I view it more as fun and spicy. Now we are moving away from the paradigm that t...

root_axis · 2025-11-20T07:23:50 1763623430

I won't begrudge anyone having fun with their tools, but folk magic definitely isn't a necessary step for understanding anything, it's one step removed from astrology.

mbrock · 2025-11-20T11:29:16 1763638156

I see what you mean, but I think it's a lot less pernicious than astrology. There are plausible mechanisms, it's at least possible to do benchmarking, and it's all plugged into relatively short feedback cycles of people trying to do their jobs and accomplish specific tasks. Mechanical interpretability stuff might help make the magic more transparent & observable, and—surveillance concerns notwithstanding—companies like Cursor (I assume also Google and the other major labs, modulo self-imposed restrictions on using inference data for training) are building up serious data sets that can pretty directly associate prompts with results. Not only that, I think LLMs in a broader sense are actually enormously helpful specifically for understanding existing code—when you don't just order them to implement features and fix bugs, but use their tireless abilities to consume and transform a corpus in a way that helps guide you to the important modules, explains conceptual schemes, analyzes diffs, etc. There's a lot of critical points to be made but we can't ignore the upsides.

jack_pp · 2025-11-20T12:08:16 1763640496

I'd say the only ones capable of really approaching anything like scientific understanding of how to prompt these for maximum efficacy are the providers not the users.

Users can get a glimpse and can try their best to be scientific in their approach however the tool is of such complexity that we can barely skim the surface of what's possible.

That is why you see "folk magic", people love to share anecdata because.. that's what most people have. They either don't have the patience, the training or simply the time to approach these tools with rational rigor.

Frankly it would be enormously costly in both time and API costs to get anywhere near best practices backed up by experimental data let alone having coherent and valid theories about why a prompt technique works the way it does. And even if you built up this understanding or set of techniques they might only work for one specific model. You might have to start all over again in a couple of months

root_axis · 2025-11-20T20:36:44 1763671004

> That is why you see "folk magic", people love to share anecdata because.. that's what most people have. They either don't have the patience, the training or simply the time to approach these tools with rational rigor.

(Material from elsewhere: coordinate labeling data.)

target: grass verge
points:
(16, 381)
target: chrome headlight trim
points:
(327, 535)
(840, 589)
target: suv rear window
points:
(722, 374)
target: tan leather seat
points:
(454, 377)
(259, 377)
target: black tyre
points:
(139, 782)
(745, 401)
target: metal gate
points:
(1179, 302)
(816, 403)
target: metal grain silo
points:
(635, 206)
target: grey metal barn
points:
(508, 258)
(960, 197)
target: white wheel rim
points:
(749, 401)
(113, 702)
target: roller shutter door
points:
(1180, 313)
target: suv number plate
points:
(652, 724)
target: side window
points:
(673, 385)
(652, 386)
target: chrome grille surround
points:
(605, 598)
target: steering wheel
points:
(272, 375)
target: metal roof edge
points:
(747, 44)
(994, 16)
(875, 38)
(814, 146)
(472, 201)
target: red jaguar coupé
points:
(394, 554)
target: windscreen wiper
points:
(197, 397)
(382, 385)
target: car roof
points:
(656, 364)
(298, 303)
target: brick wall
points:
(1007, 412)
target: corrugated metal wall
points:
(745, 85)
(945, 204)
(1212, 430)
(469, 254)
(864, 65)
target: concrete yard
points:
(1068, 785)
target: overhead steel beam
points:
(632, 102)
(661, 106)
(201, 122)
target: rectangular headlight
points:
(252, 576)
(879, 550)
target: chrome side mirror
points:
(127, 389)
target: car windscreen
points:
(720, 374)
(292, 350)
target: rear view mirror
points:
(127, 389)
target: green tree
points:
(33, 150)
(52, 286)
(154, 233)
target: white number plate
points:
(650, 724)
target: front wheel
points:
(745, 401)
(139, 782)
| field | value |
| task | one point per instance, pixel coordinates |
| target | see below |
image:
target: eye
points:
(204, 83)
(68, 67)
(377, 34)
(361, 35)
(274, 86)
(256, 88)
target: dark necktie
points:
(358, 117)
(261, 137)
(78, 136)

Yes. That's exactly the point of my comment. Users aren't performing anything even remotely approaching the level of controlled analysis necessary to evaluate the efficacy of their prompt magic. Every LLM thread is filled with random prompt advice that varies wildly, offered up as nebulously unfalsifiable personality traits (e.g. "it makes the model less aggressive and more circumspect"), and all with the air of a foregone conclusion's matter-of-fact confidence. Then someone always replies with "actually I've had the exact opposite experience with [some model], it really comes down to [instructing the model to do thing]".